BPS22 presents “Novê Salm”, a generous exhibition where drawing, painting, textile design, ceramics and video compete with colors, materials and shapes to create a world where we dream, where we are afraid, where we love, where we sing, where we laugh, where we eat, where we race in cars and where we visit other planets. The explored territory opens with that of the forest which adjoins the center where many artists like to venture. Many of the works of the “S” are collective creations which deconstruct the fantasy of the raw artist isolated in an obsessive practice, such as the poetic glass greenhouse and its panels decorated with a pantheon of characters imagined by Irène Gérard and Michiel De Jaeger, or the series of photographic images, vibrant and unreal, taken in the forest by Sébastien Delahaye, Barbara Massart and the Cadeau Miroir collective.

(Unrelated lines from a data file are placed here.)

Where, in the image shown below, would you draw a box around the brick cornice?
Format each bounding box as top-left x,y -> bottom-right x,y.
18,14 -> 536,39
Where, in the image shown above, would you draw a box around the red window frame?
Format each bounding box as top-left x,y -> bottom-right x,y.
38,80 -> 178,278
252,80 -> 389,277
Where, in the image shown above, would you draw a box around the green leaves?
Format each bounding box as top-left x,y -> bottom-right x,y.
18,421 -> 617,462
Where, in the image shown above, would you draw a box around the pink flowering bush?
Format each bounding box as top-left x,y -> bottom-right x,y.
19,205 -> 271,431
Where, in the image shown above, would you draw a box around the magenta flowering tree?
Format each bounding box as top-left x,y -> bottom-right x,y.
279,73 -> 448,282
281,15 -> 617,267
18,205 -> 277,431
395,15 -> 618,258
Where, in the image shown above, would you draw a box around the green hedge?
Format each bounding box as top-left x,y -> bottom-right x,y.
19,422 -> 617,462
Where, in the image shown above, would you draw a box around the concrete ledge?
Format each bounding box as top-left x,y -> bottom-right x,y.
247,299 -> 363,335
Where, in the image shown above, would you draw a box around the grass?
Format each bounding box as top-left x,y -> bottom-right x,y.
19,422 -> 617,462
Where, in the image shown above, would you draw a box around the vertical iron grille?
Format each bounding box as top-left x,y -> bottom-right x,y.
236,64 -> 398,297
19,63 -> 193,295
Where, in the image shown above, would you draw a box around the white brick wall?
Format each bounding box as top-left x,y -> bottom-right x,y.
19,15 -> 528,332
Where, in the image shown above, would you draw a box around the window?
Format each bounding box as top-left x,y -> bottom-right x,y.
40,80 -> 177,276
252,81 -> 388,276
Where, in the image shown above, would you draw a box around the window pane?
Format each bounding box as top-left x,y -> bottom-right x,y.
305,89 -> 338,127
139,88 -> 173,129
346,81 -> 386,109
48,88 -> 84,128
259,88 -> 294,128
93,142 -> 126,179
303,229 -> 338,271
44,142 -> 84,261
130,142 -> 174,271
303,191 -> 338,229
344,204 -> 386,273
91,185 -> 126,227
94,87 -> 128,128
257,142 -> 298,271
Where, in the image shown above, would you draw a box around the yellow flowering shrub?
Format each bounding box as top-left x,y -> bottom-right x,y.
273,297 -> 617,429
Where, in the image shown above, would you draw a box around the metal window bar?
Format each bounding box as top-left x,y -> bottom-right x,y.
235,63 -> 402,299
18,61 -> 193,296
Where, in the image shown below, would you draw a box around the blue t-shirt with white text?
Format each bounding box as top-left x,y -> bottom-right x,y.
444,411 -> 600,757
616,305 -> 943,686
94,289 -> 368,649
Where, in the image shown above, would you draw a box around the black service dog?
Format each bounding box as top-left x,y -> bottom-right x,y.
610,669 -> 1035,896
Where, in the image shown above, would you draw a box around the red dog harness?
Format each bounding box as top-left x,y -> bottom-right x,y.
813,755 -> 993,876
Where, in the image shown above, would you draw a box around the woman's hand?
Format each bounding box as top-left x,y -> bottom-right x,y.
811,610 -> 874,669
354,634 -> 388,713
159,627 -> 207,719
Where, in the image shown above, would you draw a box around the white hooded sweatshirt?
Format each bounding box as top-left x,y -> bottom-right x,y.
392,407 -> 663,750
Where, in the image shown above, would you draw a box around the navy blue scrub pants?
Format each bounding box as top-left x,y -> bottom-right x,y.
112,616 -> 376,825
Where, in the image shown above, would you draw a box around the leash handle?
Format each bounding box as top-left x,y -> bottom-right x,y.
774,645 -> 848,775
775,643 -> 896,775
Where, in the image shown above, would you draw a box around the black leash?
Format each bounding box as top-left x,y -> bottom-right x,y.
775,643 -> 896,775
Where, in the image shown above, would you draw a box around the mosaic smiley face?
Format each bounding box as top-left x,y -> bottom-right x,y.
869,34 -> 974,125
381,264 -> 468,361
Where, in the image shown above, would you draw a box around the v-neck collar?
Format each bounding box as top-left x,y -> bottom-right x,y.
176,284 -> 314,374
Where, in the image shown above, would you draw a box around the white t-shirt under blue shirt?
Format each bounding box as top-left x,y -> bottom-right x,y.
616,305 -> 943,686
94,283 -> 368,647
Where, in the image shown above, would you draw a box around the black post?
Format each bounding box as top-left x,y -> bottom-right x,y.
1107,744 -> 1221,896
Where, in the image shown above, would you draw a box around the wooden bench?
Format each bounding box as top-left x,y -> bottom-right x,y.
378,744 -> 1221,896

For almost two years, Violaine Lochu collaborated with four artists from La “S” whose use of a standardized language is reduced. With them, she sought to invent modes of communication where voice, body, and drawing meet. The large hall serves as the public square of the dream village of “Novê Salm” with its ceramic fountain and its statue of Johnny. From the ceiling hang aerial paper sculptures by Nicolas Chuard, inspired by the drawings of Marcel Schmitz. On a large table, dishes, dishes and ceramic cutlery made collectively in memory of a carnival banquet on the lawns of La “S” Grand Atelier.
The pleasure that one can feel during this walk in this village is undoubtedly also due to the absence of theoretical discourse. It is the raw expression of life.